A verdadeira pacificação só pode ocorrer com base na verdade e no compromisso intransigente com o cumprimento da Carta Magna e com o respeito às garantias e princípios democráticos

Mas os defensores da anistia também se equivocam quando vendem o projeto como algo que trará “pacificação” ao país, algo de que somos obrigados a discordar. Evidentemente, a pacificação é necessária, mas ela não virá com a anistia. E as razões para isso são simples de compreender. O país está, hoje, dividido ao meio: uma metade considera a anistia uma forma de trazer justiça a milhares de brasileiros injustamente perseguidos pelo Estado, condenados por crimes que não cometeram, dos quais a Procuradoria-Geral da República não encontrou provas, ou que podem até ter sido cogitados e planejados, mas não tentados; a outra metade é contrária à anistia porque considera correto e justo o que PGR e STF têm feito desde o 8 de janeiro, havendo no máximo algumas discordâncias pontuais e pouco relevantes. Para este segundo grupo, a anistia representaria uma leniência inaceitável com golpistas, que se veriam liberados para tentar tudo outra vez.

Eis aqui o problema: se por acaso a anistia – e não uma simples redução de penas – fosse aprovada amanhã pelo Congresso, continuaria a haver uma metade feliz com a decisão dos parlamentares, mas outra metade não mudaria de opinião em um passe de mágica; ela estaria enfurecida com o resultado. Se a anistia fosse rechaçada no Congresso, ocorreria exatamente o mesmo. E, por mais que os defensores de uma mera redução de penas também digam estar atrás de um meio termo que “pacifique” o país, o mais provável seria que a aprovação de uma “dosimetria” indignasse ambos os grupos: uns considerariam que reduzir penas não é suficiente e que a injustiça se perpetua; outros achariam que os réus e condenados não mereciam tamanha “misericórdia”. Em qualquer dos casos, isso está muito longe de representar qualquer pacificação.
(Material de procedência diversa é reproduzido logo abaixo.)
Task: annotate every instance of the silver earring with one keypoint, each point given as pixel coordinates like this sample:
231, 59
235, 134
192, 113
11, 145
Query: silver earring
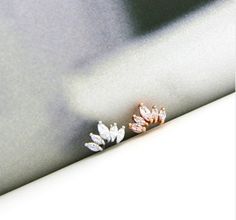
105, 136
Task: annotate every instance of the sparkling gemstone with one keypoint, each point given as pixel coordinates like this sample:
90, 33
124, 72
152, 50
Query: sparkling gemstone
104, 131
93, 147
139, 120
155, 114
97, 139
137, 128
145, 113
113, 132
120, 135
162, 115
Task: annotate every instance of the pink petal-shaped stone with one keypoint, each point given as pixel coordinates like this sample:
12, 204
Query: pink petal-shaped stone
139, 120
145, 113
162, 115
155, 114
136, 128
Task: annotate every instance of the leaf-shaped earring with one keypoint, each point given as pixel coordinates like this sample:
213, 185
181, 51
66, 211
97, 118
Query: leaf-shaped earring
105, 136
146, 118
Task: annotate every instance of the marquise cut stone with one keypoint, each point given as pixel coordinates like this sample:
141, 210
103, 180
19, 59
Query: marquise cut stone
155, 114
97, 139
113, 132
139, 120
137, 128
104, 131
162, 115
93, 147
145, 113
120, 134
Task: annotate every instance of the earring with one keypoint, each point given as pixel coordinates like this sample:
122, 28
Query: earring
105, 136
146, 118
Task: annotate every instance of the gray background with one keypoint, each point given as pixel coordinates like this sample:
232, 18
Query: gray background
66, 64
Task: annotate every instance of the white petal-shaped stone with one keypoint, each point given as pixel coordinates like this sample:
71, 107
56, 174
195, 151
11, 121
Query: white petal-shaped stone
113, 132
145, 113
93, 147
97, 139
120, 134
162, 115
139, 120
104, 131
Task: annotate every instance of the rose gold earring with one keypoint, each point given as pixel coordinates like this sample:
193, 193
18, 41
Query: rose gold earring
146, 118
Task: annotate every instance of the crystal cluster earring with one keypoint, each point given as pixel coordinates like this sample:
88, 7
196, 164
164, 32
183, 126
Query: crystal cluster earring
146, 118
105, 136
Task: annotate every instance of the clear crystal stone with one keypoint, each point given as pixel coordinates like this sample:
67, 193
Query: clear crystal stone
97, 139
139, 120
136, 127
93, 147
120, 134
104, 131
113, 132
145, 112
162, 115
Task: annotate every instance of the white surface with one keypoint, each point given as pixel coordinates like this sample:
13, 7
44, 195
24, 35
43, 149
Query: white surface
184, 170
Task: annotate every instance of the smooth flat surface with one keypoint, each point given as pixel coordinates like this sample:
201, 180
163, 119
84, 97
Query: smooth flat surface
183, 170
54, 87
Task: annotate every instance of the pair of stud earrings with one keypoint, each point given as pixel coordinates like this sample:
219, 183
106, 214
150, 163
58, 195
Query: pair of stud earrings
113, 134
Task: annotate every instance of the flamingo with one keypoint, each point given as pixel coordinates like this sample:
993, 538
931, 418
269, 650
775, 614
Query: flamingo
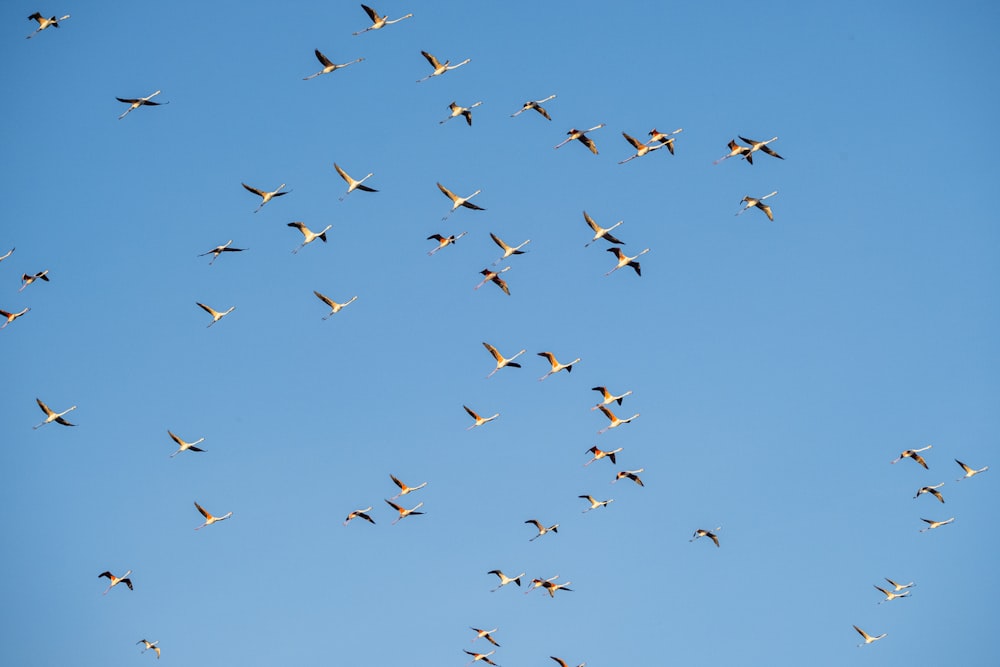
759, 146
218, 250
615, 421
439, 67
403, 488
608, 397
378, 22
556, 366
537, 106
309, 234
136, 102
444, 241
403, 512
209, 518
44, 23
933, 490
334, 306
601, 232
504, 579
216, 315
554, 528
600, 454
913, 454
931, 525
51, 416
494, 276
969, 472
507, 250
116, 580
625, 260
701, 532
457, 110
353, 184
759, 203
328, 65
150, 645
501, 360
266, 196
581, 136
457, 201
27, 280
631, 474
594, 504
360, 514
10, 317
868, 638
184, 446
479, 420
485, 634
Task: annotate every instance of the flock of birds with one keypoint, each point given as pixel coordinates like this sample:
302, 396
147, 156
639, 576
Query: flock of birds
658, 140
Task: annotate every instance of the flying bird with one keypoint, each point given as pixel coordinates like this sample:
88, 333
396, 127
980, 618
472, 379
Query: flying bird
439, 67
581, 136
328, 65
309, 234
334, 306
537, 106
136, 102
266, 196
378, 22
52, 416
209, 518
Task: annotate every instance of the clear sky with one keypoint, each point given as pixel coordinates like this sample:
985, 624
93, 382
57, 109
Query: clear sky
777, 367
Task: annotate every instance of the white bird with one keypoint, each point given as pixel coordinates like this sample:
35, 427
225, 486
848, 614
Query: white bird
51, 416
625, 260
594, 504
266, 196
216, 315
444, 241
555, 365
507, 250
403, 488
615, 421
209, 518
536, 105
479, 420
501, 360
601, 232
599, 454
136, 102
328, 65
759, 203
184, 446
931, 525
868, 638
334, 306
458, 110
581, 136
504, 579
969, 472
378, 22
28, 279
116, 580
457, 201
150, 645
554, 528
309, 234
218, 250
353, 184
44, 23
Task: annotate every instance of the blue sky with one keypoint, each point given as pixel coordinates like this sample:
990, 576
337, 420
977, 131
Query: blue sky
778, 367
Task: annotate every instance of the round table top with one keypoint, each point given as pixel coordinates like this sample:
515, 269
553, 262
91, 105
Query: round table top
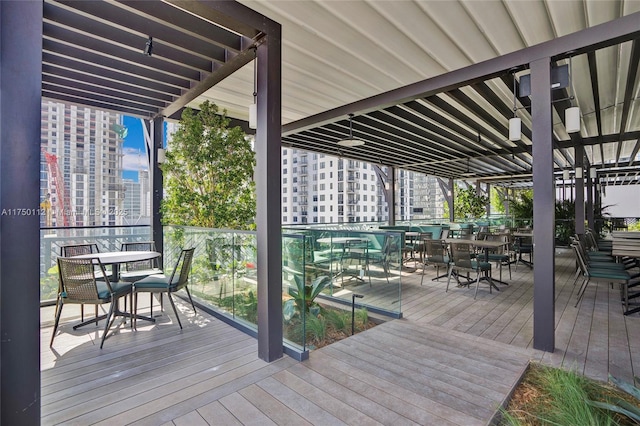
121, 256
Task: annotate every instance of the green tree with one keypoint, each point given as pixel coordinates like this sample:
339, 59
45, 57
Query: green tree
209, 173
469, 204
521, 206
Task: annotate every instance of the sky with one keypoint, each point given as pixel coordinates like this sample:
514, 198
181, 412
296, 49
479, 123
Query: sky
135, 157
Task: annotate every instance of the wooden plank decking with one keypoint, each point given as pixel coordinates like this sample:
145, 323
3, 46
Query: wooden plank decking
451, 360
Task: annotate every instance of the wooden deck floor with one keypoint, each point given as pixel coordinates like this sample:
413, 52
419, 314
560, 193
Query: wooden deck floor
451, 360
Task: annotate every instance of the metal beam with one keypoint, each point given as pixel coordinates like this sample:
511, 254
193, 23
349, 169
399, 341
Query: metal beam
596, 37
20, 106
268, 217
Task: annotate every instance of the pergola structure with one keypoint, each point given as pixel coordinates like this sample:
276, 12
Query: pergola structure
91, 53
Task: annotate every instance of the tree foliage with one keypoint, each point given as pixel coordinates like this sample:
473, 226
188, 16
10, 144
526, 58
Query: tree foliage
521, 206
209, 173
469, 204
Em que bases, então, se constrói a pacificação? Não há pacificação possível com base na mentira ou mesmo na ilusão de uma suposta “defesa da democracia”; chame-se a isso de apaziguamento, conformismo ou qualquer outro nome – inclusive ditadura, com a paz aparente que reina quando a dissidência é sufocada –, mas não de pacificação. Tampouco ela pode ser construída sobre a relativização da Constituição e dos princípios democráticos, substituídos pelo voluntarismo de autoridades ou pelo clamor da opinião pública por justiçamento. A verdadeira pacificação só pode ocorrer com base na verdade e no compromisso intransigente com o cumprimento da Carta Magna e com o respeito às garantias e princípios democráticos.
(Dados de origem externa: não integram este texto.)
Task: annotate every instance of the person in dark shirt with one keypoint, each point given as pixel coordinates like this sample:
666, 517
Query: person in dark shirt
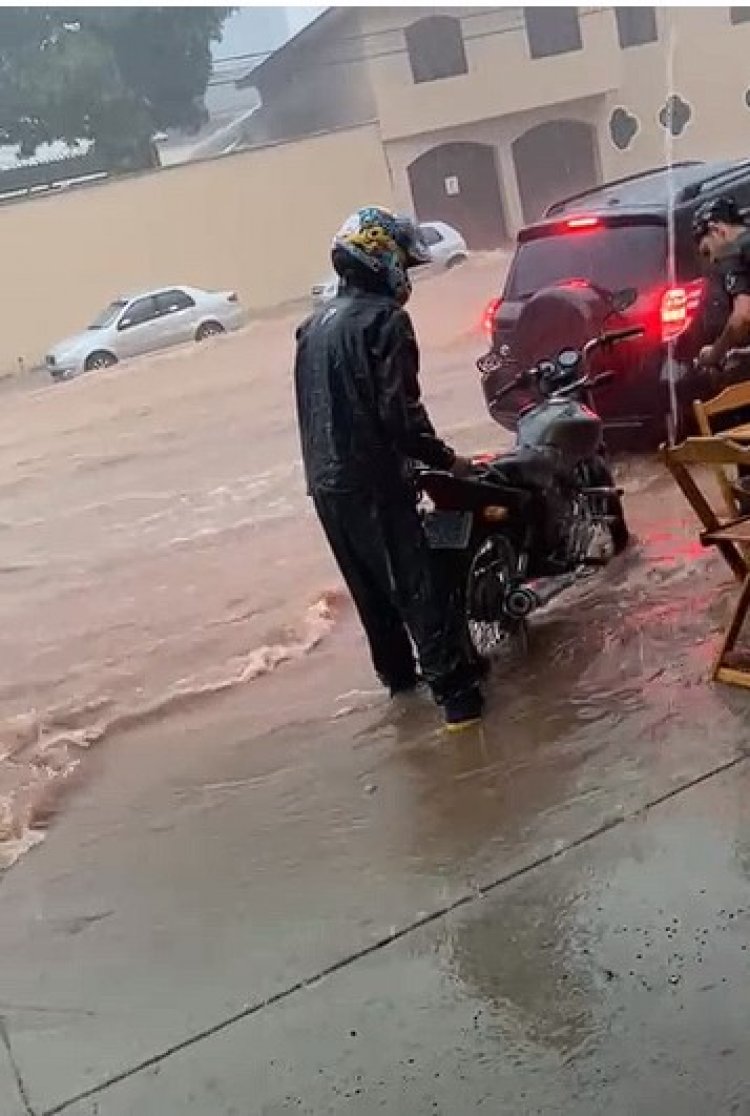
362, 423
723, 241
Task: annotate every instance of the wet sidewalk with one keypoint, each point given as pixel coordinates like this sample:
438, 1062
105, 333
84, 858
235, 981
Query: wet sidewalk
308, 901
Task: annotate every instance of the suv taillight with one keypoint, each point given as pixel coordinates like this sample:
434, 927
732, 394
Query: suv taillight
489, 316
679, 308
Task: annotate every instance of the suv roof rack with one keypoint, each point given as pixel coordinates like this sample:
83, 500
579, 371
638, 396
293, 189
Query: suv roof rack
606, 186
724, 176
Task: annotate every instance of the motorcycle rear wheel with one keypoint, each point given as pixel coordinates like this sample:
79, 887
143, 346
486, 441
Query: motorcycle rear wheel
492, 633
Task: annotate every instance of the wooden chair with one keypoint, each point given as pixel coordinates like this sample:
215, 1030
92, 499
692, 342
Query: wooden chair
707, 412
731, 538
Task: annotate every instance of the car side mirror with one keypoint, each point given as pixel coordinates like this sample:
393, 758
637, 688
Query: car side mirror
624, 299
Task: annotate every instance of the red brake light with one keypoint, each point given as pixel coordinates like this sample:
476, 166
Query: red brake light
582, 222
489, 316
679, 308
Descartemos, portanto, os extremistas que gostariam de ofertar a Jair Bolsonaro e seus apoiadores não apenas a prisão, mas “um bom paredão” e “uma boa bala de uma boa espingarda”, como afirmou, anos atrás, o ex-candidato à Presidência Mauro Iasi, do PCB, citando Bertolt Brecht. Esses não querem pacificação alguma, e para eles a lei é empecilho a seus objetivos. Mas há, também, uma multidão de pessoas de índole genuinamente democrática, que defendem o cumprimento da Constituição, e que de fato julgam que respeitá-la, neste caso específico, significaria punir com o maior rigor possível aqueles que consideram “golpistas” – sejam os manifestantes do 8 de janeiro, sejam os réus e condenados do dito “processo do golpe”. Esta multidão, sim, é imprescindível a qualquer esforço de pacificação digno do nome.

São estes brasileiros que, por motivos os mais diversos e que não nos cabe analisar agora, têm sido incapazes de reconhecer que estão endossando não a justiça, mas o arbítrio. Eles não perceberam até agora que, para punir com o máximo rigor aqueles considerados “golpistas”, as instituições que deveriam proteger a Constituição a violentaram repetidas vezes, ignorando os códigos legais e as garantias democráticas, acusando e condenando sem provas, recorrendo a muletas jurídicas como o “crime multitudinário”, ou criminalizando cogitações e planejamentos que a lei não pune. Eles não viram que as raízes da atual juristocracia remontam a 2019, quando foi instaurado o “inquérito do fim do mundo”, que levaria à criação de uma verdadeira máquina de censura que calou sabe-se lá quantos cidadãos, sem que a sociedade reagisse, por já não ser capaz de entender o verdadeiro significado da liberdade de expressão.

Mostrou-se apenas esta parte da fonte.